People and mice with only one working copy of the autism gene SYNGAP1 have trouble processing sights and sounds, and brain cells from the mice show a signaling imbalance, according to two new unpublished studies.
Researchers presented the findings virtually yesterday at the 2021 Society for Neuroscience Global Connectome. (Links to abstracts may work only for registered conference attendees.)
People with a SYNGAP1 mutation often have intellectual disability, epilepsy and autism, as well as pain insensitivity. Previous research has shown that mice missing a copy of the gene have dulled arousal responses, which hampers sensory processing.
Studying these atypical sensory responses could point the way toward reliable biomarkers, researchers say. It might also provide targets for future drug trials.
Reliably perturbed:
In one study, the team looked at brain activity in response to sensory stimuli. A biomarker based on brain activity would be particularly valuable to researchers developing and testing treatments, said presenter Maria Isabel Carreno-Munoz, a postdoctoral researcher in the labs of Graziella Di Cristo and Sarah Lippé at CHU Sainte-Justine Research Center in Montreal.
Carreno-Munoz and her colleagues used electroencephalography to record brain activity in wildtype mice and mice missing a copy of SYNGAP1, as well as in 8 people with SYNGAP1 mutations and 27 aged-matched people without the mutations. Specifically, they recorded responses to visual or auditory stimuli — in the form of pictures or recordings — and focused on three brain regions: the visual cortex, the auditory cortex and the posterior parietal cortex.
Mice and people with one functional copy of SYNGAP1 both showed diminished brain responses to the visual stimuli compared with controls but had opposite reactions to sounds: The mice produced larger-amplitude EEG waves than wildtype mice did, whereas the people produced lower-amplitude waves than controls.

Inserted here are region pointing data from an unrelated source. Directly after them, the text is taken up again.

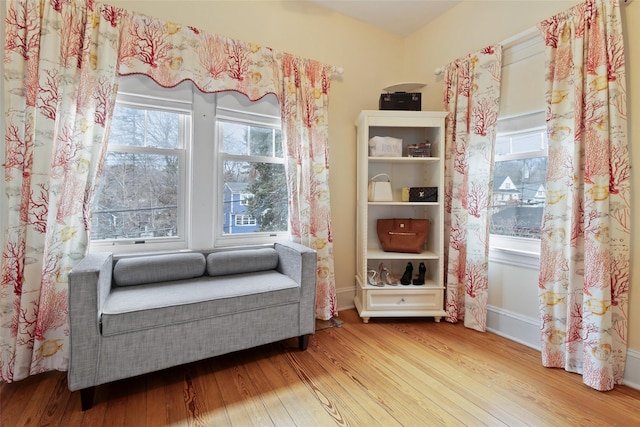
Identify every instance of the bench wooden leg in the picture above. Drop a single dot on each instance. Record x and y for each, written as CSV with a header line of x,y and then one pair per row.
x,y
86,398
303,341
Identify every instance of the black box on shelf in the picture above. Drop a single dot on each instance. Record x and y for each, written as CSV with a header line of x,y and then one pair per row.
x,y
423,194
401,101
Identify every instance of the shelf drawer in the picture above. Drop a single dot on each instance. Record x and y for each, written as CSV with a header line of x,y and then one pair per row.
x,y
421,299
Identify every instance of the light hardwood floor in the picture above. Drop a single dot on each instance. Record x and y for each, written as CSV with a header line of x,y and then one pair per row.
x,y
410,372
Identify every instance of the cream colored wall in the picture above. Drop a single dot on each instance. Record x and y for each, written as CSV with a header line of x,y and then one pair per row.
x,y
371,58
472,25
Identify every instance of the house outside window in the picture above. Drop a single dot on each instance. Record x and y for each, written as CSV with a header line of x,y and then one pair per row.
x,y
251,170
520,168
189,170
142,190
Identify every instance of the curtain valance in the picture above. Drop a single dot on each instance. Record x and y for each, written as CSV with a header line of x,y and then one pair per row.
x,y
171,53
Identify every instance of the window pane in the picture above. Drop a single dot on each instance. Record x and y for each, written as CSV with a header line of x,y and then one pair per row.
x,y
518,197
137,198
256,191
261,141
234,138
163,129
278,143
127,126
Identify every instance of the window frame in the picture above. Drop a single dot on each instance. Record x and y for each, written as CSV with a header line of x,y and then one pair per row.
x,y
152,102
514,250
231,114
202,171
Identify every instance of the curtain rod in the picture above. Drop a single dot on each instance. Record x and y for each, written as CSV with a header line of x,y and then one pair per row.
x,y
508,42
516,39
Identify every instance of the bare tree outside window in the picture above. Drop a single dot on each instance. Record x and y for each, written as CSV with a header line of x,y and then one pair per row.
x,y
519,191
254,178
138,195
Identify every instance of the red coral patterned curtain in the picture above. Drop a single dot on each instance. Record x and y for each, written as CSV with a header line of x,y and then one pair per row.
x,y
305,106
472,98
216,63
61,63
585,253
60,70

A second analysis that took both responses into account revealed distinct neural signatures in the mice and in the people.
In 10 minutes of recording, the team found they could collect enough information to reliably flag mice and people with SYNGAP1 mutations.

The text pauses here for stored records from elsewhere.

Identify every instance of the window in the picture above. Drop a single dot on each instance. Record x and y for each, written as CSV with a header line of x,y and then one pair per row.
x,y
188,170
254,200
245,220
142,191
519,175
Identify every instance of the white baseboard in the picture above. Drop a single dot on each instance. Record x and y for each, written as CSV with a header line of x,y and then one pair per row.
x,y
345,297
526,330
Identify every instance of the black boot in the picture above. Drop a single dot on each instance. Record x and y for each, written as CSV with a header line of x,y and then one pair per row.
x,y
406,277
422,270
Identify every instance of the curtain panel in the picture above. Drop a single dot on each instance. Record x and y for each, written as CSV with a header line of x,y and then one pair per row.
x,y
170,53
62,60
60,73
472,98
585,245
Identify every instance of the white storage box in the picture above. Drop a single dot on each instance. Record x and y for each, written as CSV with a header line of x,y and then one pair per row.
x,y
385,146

Researchers could potentially monitor these neural signatures to quantify responses to treatments in clinical trials, Carreno-Munoz said. “It’s a super-fast translational biomarker.”
Signaling imbalance:
These results motivated the researchers to look at the auditory and visual cortices of the SYNGAP1 mice.
“We are trying to understand, at the neuronal level, what is happening in this mouse model,” said Vidya Jadhav, a doctoral student in Jacques Michaud’s and Di Cristo’s labs at CHU Sainte-Justine, who presented this part of the investigation.
Previous work has shown that the excitatory cells in these animals’ brains are altered, Jadhav said. And other studies suggest that an imbalance between excitatory and inhibitory signaling in the brain may underlie some forms of autism and epilepsy.
In the new work, Jadhav and her colleagues focused on inhibitory neurons called parvalbumin (PV) cells. In 2016, they reported that the loss of SYNGAP1 reduced the cells’ branching, among other changes. But in brain slices, they found no significant differences between SYNGAP1 mice and wildtype mice.
However, Jadhav and her colleagues stained the excitatory inputs to the PV cells in the model animals’ visual and auditory cortices and found the inputs were significantly reduced compared with those in wildtype mice. And a series of behavioral tests showed that the model mice had deficits in long-term memory and cognitive flexibility.
To follow up on this work, Jadhav plans to further characterize the memory issues in these mice and correlate them with what she observed in the cultured PV cells.